A good general rule is if your putter is moving your eyes and head should not be. Stroke then look. This can be extremely challenging and disciplined as it is so natural to want to look to see you putt going into the hole but avoid this so that your ball can travel exactly where your face is aimed.
A good practice technique is to listen for your ball to go into the hole, rather than watching it miss because you looked too early.
5. Learn to read ‘sections’ of the putt
Green reading is another skill that can be learned, and with longer putts it may be necessary to read several sections of the putt. In other words, because the putt is so long, you may need to divide it into thirds and read each part. I find the easiest way to do this is to compare five feet right of the line to five feet left and try to determine which side is higher as well as it is uphill or downhill. I find this so much easier than trying to read the entire line at once.
A great example of this is #1 at Winged Foot where the green is huge, has very specific sections of the green and significant undulations in the middle. This green is extremely long from back to front with very few flat spots and therefore limited pin positions. For the average golfer, this can be up to four clubs difference from front to back.

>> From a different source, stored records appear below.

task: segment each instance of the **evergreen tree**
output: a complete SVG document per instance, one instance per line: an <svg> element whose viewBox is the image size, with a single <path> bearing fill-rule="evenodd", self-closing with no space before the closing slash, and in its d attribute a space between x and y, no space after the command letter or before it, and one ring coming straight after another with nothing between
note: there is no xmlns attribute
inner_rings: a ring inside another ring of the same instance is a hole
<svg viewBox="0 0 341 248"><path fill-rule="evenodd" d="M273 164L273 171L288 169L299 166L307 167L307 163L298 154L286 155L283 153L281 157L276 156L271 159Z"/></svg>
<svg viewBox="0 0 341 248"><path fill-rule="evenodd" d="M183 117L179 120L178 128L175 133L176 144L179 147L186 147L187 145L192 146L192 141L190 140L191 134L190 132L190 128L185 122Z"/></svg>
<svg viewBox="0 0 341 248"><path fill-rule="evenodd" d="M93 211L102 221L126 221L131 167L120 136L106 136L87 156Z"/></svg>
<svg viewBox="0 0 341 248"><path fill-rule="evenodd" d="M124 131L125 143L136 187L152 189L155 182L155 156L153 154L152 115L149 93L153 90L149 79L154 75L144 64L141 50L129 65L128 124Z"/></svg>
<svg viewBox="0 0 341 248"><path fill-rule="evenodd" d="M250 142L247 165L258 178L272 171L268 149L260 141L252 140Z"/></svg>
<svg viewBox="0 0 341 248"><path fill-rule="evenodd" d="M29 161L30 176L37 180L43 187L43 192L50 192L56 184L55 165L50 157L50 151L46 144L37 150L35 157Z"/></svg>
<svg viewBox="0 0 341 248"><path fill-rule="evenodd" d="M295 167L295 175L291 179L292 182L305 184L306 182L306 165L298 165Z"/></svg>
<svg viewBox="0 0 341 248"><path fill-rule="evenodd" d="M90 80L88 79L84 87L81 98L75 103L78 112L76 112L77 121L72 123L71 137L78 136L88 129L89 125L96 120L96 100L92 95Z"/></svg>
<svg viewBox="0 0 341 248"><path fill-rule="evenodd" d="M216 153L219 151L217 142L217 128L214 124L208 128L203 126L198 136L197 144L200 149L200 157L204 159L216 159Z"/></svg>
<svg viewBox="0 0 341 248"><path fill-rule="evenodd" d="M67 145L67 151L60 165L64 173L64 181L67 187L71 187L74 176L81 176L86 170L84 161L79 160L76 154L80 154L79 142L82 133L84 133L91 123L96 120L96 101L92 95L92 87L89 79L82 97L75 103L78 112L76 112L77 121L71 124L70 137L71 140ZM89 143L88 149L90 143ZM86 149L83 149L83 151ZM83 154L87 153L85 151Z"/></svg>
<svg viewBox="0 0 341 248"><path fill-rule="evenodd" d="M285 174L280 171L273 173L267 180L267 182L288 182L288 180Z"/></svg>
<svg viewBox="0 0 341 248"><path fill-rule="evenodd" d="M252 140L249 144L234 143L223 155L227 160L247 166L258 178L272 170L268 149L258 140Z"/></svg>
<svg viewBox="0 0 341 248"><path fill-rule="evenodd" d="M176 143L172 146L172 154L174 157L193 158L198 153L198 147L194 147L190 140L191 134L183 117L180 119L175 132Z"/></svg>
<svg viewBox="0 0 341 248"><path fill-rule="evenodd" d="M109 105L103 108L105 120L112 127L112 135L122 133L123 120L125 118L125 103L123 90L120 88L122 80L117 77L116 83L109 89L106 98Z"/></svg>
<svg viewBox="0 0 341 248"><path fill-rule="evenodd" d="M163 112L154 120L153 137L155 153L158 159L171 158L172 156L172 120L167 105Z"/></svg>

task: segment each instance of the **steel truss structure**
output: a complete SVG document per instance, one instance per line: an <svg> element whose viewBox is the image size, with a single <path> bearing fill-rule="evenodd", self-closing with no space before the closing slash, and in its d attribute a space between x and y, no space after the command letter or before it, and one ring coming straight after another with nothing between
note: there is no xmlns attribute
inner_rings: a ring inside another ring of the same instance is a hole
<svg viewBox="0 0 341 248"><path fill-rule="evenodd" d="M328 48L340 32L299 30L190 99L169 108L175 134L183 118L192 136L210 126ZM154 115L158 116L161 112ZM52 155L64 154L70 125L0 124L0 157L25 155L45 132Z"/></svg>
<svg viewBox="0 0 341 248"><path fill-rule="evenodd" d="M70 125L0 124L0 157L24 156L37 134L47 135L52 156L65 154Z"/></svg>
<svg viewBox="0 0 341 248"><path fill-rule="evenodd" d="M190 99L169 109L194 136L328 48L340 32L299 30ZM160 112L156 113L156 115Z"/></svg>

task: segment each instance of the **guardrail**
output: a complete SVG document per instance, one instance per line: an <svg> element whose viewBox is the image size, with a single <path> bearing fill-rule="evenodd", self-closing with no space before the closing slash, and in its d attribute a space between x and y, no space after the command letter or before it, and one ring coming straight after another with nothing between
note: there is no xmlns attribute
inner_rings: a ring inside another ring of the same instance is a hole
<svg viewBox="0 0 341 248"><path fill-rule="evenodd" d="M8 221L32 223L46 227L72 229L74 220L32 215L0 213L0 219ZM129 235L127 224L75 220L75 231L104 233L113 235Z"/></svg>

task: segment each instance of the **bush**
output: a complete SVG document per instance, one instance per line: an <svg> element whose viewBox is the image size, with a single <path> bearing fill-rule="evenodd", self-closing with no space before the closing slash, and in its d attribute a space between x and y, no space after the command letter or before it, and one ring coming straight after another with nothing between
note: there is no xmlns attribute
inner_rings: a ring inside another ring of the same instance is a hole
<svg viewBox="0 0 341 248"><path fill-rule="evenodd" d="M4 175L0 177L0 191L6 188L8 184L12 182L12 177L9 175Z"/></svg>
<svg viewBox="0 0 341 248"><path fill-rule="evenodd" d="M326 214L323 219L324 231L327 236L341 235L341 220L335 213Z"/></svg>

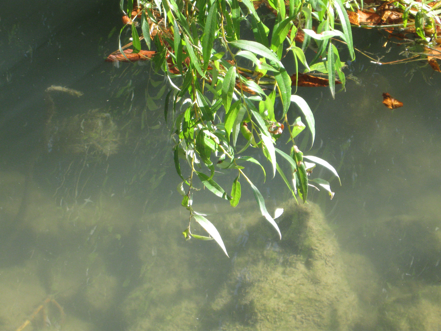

Because this green is particularly undulated in it’s middle, dividing your putt into sections will lead to the best chance to make putts. The first half of your putt may be right to left and then the second half left to right. By knowing this, you can average the two and know that overall it won’t break a lot, but the greater tilt of the two may help to see exactly where to aim.
Something that can help you understand the subtle undulations in each section of your putt is using the latest technology. There are lots of options to consider. Personally, I prefer Golf Logix (Editor’s note: Golf Logix and GOLF.com are owned by the same parent company, 8am Golf) because it has mapped more than 14,000 courses and is available both via an app or a green-reading book.
But no matter what you use, being a great putter on big greens requires great understanding of how distance control is achieved. Being able to read greens well, or having a system or a technology that helps you will help you to lower your scores and that can be so much more fun.